SIAM Commercial Bank’s (SCB) economic research unit has whittled back its expectations for the country’s economic growth this year to 3.6 per cent as the US-China trade war keeps exports under pressure.
The bank’s Economic Intelligence Centre (EIC) in January forecast 3.8 per cent growth for 2019, but the growing impact of the trade conflict prompted the revision, said Yunyong Thaicharoen, first executive vice president and head of the EIC, who also cited tightening global financial conditions.
Yunyong was speaking yesterday at a press conference held each quarter by the EIC on the economic direction of Thailand.
As a result of the trade war, the EIC has cut its forecast for export growth to 2.7 per cent, from an earlier estimate of 3.4 per cent.
“Multiple meetings between US President Donald Trump and China’s Xi Jinping are set to occur throughout this year,” Yunyong said. “Although we expect China to meet some of President Trump's demands, such as increasing imports of US goods to China and being more strict on intellectual property, the trade war is ultimately not about the US's trade deficit with China. Instead, it is a competition between the two superpowers to advance their technological influence in the word.”
For this reason, Yunyong said he believes the superpower trade dispute will not come to a conclusion at a foreseeable date, making it a long-term problem for the Thai economy, which is integrated into the supply chain of goods affected by the tariffs each country has imposed on the other.
Private investment is also predicted to decelerate from the end of last year, with investor sentiment affected by factors such as the trade war and Thailand's political uncertainty. The EIC predicts that private investment will grow by just 3.8 per cent, against 3.9 per cent expansion last year.
On Tuesday, the International Monetary Fund (IMF) cuts its forecast for global GDP growth from the 3.5 per cent forecast in January to 3.3 per cent.
“The global economy is expected to exhibit synchronised deceleration in growth, due to various factors such as the trade war and the impacts of the increase in interest rates by the US Federal Reserve back in 2018,” Yunyong said.
“Although the Feds have since signalled that they may not aggressively hike rates in 2019, the impacts of last year's increased interest rate on the global economy still persist to this day.”
As for Thailand, Yunyong predicts that the Bank of Thailand (BOT) will maintain its policy rate at 1.75 per cent throughout the year, given the internal and external risk factors facing the economy.
“Furthermore, the inflation level in the first two months has been at a low 0.7 per cent. We predict that the inflation level in 2019 will be 0.9 per cent on average.

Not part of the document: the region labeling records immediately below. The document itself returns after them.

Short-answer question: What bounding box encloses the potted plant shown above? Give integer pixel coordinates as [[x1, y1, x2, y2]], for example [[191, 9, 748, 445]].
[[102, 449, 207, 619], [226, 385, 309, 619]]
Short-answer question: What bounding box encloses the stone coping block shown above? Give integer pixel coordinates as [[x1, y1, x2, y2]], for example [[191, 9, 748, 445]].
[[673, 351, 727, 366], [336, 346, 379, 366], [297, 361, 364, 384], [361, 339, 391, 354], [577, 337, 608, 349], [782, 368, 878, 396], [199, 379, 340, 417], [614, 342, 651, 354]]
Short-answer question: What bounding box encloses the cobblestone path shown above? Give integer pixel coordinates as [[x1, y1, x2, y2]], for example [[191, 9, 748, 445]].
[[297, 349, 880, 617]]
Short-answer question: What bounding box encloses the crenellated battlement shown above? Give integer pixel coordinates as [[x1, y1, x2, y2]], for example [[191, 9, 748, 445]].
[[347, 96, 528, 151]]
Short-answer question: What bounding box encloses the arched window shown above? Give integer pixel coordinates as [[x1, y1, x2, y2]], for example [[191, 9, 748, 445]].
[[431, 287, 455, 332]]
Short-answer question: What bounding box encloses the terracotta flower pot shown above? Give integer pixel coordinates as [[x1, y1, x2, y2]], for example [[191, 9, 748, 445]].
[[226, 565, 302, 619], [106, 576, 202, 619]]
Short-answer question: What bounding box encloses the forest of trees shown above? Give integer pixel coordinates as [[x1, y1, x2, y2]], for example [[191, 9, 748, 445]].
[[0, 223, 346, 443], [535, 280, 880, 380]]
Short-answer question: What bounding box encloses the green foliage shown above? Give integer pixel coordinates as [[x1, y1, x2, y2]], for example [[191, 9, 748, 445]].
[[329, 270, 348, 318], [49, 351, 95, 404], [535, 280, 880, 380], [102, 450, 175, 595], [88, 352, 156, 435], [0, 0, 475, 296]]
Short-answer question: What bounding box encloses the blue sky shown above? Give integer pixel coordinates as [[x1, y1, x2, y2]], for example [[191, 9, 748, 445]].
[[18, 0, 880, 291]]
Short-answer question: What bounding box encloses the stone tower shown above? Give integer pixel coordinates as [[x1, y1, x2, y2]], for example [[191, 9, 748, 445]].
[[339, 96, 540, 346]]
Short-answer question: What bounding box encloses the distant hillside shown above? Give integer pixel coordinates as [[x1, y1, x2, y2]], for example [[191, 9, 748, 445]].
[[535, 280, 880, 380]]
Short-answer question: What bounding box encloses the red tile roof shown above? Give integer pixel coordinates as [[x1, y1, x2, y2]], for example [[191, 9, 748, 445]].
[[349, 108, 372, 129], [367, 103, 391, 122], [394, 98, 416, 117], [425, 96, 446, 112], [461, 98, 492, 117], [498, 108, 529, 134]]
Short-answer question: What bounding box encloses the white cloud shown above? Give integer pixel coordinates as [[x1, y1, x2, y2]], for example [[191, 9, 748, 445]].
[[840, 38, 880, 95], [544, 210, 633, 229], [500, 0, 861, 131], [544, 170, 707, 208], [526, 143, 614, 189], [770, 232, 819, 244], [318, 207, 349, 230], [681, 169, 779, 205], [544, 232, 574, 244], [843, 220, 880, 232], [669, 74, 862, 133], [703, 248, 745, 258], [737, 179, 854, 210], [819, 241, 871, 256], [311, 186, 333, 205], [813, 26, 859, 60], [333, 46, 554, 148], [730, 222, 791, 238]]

This low inflation level is another incentive for the BOT to maintain their policy rate,” he said.
Positive factors for economic growth in 2019 include increased public investment and a recovery under way in tourism.

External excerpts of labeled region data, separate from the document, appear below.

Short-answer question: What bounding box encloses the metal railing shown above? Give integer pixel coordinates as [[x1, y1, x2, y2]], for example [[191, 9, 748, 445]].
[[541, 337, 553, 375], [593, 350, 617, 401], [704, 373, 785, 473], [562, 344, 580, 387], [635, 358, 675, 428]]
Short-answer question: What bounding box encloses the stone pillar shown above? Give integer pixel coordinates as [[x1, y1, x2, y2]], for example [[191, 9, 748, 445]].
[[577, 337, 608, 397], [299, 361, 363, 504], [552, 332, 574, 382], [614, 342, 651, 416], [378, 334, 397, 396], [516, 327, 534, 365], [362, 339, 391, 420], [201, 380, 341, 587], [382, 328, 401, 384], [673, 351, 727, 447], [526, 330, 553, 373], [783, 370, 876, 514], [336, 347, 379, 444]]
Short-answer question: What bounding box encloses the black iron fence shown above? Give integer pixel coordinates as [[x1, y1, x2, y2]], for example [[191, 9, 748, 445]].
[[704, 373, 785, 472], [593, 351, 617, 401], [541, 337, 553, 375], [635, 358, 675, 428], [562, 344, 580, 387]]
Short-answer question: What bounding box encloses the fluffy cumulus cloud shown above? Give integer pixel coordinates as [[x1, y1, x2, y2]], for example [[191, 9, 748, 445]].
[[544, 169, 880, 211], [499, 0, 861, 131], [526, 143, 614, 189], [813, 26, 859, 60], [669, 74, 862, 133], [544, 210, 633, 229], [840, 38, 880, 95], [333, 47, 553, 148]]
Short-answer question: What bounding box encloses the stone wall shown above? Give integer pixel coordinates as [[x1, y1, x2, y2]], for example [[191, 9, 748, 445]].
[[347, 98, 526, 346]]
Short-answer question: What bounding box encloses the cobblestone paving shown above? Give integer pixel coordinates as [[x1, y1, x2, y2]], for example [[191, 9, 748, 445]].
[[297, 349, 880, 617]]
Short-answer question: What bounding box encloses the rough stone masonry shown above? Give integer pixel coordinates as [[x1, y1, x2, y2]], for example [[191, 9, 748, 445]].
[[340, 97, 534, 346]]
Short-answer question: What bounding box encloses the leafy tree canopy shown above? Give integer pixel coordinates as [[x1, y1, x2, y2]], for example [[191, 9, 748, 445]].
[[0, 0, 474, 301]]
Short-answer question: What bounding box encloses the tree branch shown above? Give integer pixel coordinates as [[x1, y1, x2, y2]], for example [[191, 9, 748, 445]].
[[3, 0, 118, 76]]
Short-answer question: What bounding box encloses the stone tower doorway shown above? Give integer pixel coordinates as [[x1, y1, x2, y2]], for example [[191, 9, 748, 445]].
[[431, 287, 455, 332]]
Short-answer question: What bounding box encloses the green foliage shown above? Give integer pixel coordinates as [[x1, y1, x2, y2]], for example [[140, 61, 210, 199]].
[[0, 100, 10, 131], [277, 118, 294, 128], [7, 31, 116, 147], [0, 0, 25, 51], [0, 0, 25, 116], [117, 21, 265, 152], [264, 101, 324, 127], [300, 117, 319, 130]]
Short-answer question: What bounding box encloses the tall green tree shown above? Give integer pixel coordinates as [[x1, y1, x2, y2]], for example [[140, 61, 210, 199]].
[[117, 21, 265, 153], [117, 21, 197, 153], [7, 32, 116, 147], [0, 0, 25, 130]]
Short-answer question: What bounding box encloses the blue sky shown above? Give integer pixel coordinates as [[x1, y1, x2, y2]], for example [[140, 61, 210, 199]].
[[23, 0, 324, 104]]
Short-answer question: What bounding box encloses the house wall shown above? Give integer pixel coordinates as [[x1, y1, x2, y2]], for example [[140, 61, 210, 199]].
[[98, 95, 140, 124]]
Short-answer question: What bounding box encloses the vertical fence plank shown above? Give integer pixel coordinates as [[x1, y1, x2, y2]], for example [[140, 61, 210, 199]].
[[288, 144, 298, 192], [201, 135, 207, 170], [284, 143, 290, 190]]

Public investment is estimated to grow by 6.4 per cent in 2019 from last year’s meagre expansion of 3.3 per cent. This is largely due to the proposed public infrastructure projects, which are estimated at Bt760 billion this year, according to the EIC.
“Investment from both the public and private sectors will be the key economic driver in 2019,” Titanun Mallikamas, assistant governor of the central bank’s monetary group, said at a separate event yesterday.

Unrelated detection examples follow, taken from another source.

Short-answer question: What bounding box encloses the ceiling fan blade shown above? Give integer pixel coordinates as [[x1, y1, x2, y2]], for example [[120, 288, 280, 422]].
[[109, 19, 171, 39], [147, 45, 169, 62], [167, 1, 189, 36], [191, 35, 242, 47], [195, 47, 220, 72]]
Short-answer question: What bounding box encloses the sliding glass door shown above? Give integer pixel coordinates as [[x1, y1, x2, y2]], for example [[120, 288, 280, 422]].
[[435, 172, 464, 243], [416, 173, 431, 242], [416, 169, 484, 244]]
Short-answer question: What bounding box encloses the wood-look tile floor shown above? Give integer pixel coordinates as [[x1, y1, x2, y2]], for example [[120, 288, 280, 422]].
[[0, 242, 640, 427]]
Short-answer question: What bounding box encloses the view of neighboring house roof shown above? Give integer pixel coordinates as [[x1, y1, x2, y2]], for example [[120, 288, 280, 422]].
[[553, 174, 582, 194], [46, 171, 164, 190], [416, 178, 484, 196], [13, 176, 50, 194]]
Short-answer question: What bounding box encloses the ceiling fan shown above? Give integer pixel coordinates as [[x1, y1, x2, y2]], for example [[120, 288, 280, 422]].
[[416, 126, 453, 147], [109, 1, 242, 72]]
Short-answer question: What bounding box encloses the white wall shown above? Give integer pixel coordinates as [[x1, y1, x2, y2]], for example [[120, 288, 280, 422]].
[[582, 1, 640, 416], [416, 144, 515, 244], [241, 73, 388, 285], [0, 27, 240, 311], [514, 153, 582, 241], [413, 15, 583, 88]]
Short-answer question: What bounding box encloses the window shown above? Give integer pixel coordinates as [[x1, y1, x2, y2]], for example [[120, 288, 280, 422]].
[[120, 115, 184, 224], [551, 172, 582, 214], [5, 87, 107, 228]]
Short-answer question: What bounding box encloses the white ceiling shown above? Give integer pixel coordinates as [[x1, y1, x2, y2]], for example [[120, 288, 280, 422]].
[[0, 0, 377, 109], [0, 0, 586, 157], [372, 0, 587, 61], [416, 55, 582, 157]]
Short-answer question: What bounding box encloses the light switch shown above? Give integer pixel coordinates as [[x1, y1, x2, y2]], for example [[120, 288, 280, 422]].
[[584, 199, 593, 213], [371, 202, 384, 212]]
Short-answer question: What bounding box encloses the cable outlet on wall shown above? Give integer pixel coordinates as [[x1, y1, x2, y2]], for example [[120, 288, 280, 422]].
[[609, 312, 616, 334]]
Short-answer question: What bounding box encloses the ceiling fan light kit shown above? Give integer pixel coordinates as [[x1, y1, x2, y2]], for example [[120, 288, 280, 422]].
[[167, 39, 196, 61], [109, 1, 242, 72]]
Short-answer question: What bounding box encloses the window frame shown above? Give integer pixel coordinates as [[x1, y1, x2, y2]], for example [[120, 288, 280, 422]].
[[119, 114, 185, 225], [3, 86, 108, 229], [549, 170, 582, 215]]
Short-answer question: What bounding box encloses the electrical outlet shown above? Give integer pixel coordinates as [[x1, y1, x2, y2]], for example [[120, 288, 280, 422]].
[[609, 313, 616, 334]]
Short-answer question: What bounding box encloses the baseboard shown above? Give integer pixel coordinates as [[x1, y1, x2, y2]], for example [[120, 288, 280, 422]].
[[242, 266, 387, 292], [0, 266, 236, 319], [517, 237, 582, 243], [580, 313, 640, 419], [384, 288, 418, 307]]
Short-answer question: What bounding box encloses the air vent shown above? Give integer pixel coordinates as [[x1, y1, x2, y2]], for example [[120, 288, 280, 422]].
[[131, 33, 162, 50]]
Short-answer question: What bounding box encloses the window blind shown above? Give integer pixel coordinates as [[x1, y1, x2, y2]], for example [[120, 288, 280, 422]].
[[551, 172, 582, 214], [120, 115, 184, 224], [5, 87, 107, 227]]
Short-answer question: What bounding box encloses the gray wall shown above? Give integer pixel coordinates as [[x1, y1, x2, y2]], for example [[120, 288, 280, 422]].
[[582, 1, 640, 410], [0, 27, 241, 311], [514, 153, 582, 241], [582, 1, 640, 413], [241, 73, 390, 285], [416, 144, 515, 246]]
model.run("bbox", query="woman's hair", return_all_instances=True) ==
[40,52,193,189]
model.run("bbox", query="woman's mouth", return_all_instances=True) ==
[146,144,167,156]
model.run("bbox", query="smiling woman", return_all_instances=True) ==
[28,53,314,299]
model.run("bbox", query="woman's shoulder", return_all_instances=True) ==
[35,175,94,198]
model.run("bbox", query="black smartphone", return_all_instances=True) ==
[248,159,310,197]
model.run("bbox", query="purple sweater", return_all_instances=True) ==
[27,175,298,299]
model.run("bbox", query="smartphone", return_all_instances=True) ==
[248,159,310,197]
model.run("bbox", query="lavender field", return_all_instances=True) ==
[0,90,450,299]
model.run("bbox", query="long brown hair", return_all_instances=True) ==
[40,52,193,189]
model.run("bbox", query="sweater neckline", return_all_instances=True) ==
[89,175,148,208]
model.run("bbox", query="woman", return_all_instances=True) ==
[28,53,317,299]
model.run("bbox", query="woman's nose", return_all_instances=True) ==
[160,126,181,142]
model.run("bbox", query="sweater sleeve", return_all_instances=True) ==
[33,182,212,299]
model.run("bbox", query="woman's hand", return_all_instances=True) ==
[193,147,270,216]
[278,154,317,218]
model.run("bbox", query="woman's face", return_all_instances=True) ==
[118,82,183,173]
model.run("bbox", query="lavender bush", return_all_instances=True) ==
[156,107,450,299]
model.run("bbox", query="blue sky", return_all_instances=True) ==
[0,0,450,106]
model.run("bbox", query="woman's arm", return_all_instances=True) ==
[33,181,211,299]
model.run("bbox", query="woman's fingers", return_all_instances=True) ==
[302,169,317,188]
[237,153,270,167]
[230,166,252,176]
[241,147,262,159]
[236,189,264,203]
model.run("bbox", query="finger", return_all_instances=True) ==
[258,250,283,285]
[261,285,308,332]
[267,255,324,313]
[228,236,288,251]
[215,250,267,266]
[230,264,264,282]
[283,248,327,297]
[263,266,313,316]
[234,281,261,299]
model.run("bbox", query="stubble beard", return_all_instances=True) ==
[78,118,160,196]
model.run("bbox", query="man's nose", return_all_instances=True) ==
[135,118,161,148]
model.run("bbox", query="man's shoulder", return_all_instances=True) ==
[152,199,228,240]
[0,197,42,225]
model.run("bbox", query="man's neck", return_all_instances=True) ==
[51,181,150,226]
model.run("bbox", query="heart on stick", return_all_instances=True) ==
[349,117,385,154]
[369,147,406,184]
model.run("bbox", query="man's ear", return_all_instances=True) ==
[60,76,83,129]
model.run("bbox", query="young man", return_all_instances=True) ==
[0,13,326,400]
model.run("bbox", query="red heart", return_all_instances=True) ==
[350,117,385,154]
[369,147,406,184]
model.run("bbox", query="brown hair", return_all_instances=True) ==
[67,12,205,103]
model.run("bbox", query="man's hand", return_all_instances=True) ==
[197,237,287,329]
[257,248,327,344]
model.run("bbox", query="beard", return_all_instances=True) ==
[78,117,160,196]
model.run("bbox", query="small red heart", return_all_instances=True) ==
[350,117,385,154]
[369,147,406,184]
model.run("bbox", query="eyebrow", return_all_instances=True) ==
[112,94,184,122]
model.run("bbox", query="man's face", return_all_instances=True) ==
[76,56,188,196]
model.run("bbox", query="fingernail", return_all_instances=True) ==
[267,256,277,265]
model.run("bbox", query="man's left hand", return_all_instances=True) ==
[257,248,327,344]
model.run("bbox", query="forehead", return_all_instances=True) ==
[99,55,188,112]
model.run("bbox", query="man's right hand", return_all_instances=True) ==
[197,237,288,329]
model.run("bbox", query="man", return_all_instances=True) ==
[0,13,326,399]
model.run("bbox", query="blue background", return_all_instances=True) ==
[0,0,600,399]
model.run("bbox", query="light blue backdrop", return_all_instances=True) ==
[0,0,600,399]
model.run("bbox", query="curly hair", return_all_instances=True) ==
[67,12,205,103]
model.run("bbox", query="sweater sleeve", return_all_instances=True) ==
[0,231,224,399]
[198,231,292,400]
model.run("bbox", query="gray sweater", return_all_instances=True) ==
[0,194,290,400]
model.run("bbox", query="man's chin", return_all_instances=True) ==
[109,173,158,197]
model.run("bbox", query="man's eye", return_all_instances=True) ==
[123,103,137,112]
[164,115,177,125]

The BOT estimates that this year, public investment will grow by 6.6 per cent and private investment by 5 per cent.
“As these projects throughout the country and in the Eastern Economic Corridor (EEC) are ongoing projects, they are unlikely to be disrupted by political uncertainty and potential instability in the upcoming months,” Yunyong said.
The tourism industry has started to recover from last year's slump. The EIC expects up to 40.7 million tourists to visit the Kingdom this year. As for the strengthening of the baht, the EIC expects the currency to remain strong throughout 2019, forecasting it will close the year at between Bt31 and Bt32 to the US dollar.
Given the baht’s strength, Titinan urges exporters to not only depend on price for competitiveness but focus more on the quality of their products to compete with Thailand's rivals in the Asean region.
Somkiat Tangkitvanich, president of the Thailand Development Research Institute (TDRI), said: “The government needs to facilitate investment from Thailand to foreign markets, especially in this region.
“This will benefit Thai investors in the long run and help weaken the baht, which will benefit exporters in the country.”